FIG. 30 illustrates a convolution layer filtering 3000 that connects outputs from groups of neurons in a convolution layer 3002 to neurons in a next layer 3006. A receptive field is defined for the convolution layer 3002, in this example, sets of 5×5 neurons. The collective outputs of each neuron in the receptive field are weighted and mapped to a single neuron in the next layer 3006. This weighted mapping is referred to as the filter 3004 for the convolution layer 3002 (or sometimes referred to as the kernel of the convolution layer 3002). The filter 3004 depth is not illustrated in this example (i.e., the filter 3004 is actually a cubic volume of neurons in the convolution layer 3002, not a square as illustrated). Thus, what is shown is a “slice” of the full filter 3004. The filter 3004 is slid, or convolved, around the input image, each time mapping to a different neuron in the next layer 3006. For example, FIG. 30 shows how the filter 3004 is stepped to the right by 1 unit (the “stride”), creating a slightly offset receptive field from the top one, and mapping its output to the next neuron in the next layer 3006. The stride can be and often is other numbers besides one, with larger strides reducing the overlaps in the receptive fields, and hence further reducing the size of the next layer 3006. Every unique receptive field in the convolution layer 3002 that can be defined in this stepwise manner maps to a different neuron in the next layer 3006. Thus, if the convolution layer 3002 is 32×32×3 neurons per slice, the next layer 3006 needs only to be 28×28×1 neurons to cover all the receptive fields of the convolution layer 3002. This is referred to as an activation map or feature map. There is thus a reduction in layer complexity from the filtering. There are 784 different ways that a 5×5 filter can uniquely fit on a 32×32 convolution layer 3002, so the next layer 1606 needs only be 28×28. The depth of the convolution layer 3002 is also reduced from 3 to 1 in the next layer 3006.

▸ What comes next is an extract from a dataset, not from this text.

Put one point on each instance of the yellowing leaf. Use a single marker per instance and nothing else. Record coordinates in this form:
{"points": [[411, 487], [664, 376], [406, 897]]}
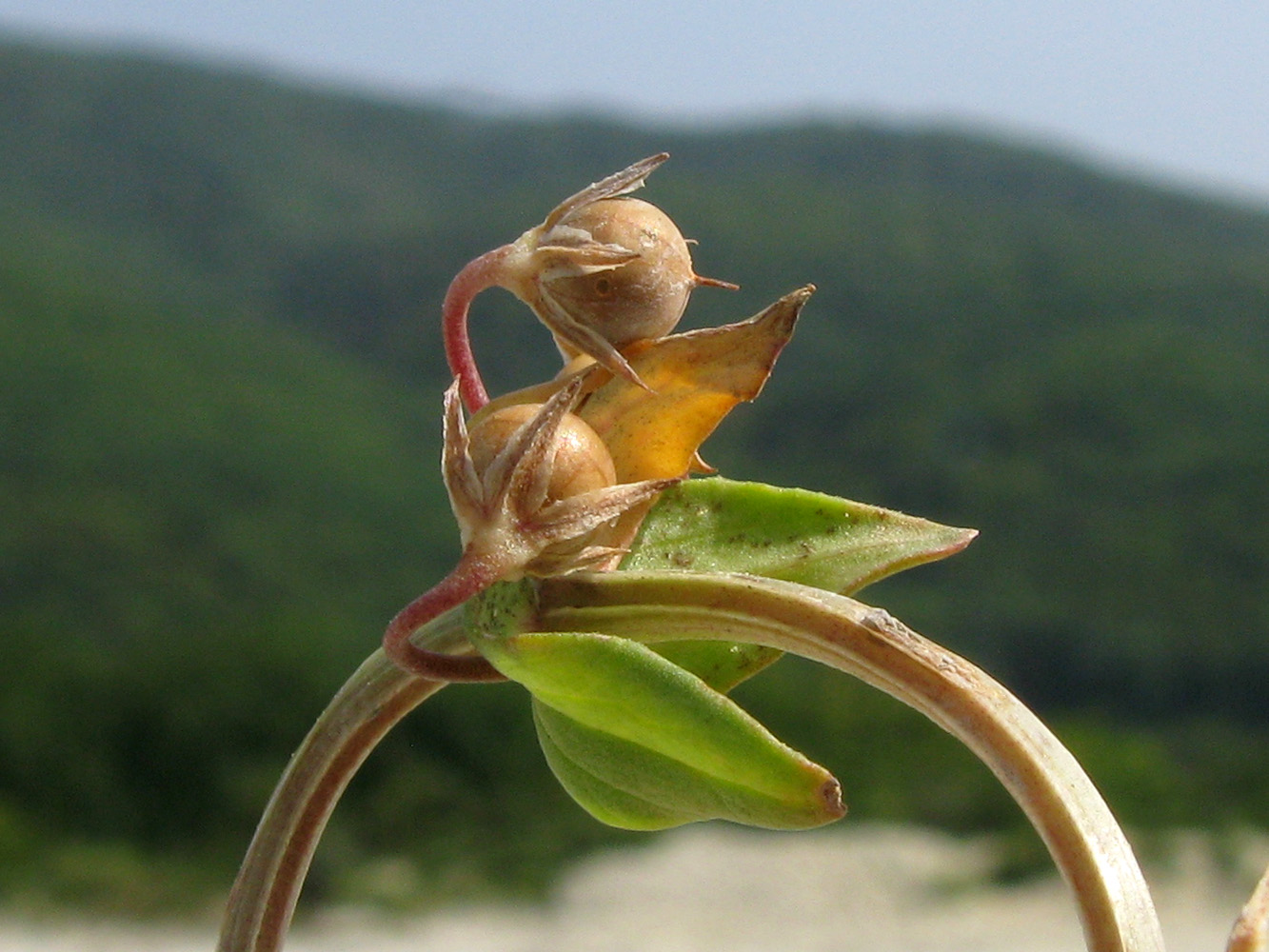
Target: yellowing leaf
{"points": [[694, 379]]}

In some embodiments, number of total layers to use in a CNN, number of convolution layers, filter sizes, and values for strides at each layer are examples of “hyperparameters” of the CNN.

FIG. 31 illustrates a pooling layer function 3100 with a 2×2 receptive field and a stride of two. The pooling layer function 3100 is an example of maxpool pooling technique. Outputs of all the neurons in a particular receptive field of the input layer 3102 are replaced by the maximum valued one of those outputs in the pooling layer 3104. Other options for pooling layers are average pooling and L2-norm pooling. The reason to use a pooling layer is that once a specific feature is recognized in the original input volume (there will be a high activation value), its exact location is not as important as its relative location to the other features. Pooling layers can drastically reduce the spatial dimension of the input layer 3102 from that point forward in the neural network (the length and the width change, but not the depth). This serves two main purposes. The first is that the number of parameters or weights is greatly reduced thus lessening the computation cost. The second is that it will control overfitting. Overfitting refers to when a model is so tuned to the training examples that it is not able to generalize well when applied to live data sets.

Although the invention has been explained in relation to its preferred embodiment, it is to be understood that many other possible modifications and variations can be made without departing from the spirit and scope of the invention as hereinafter claimed.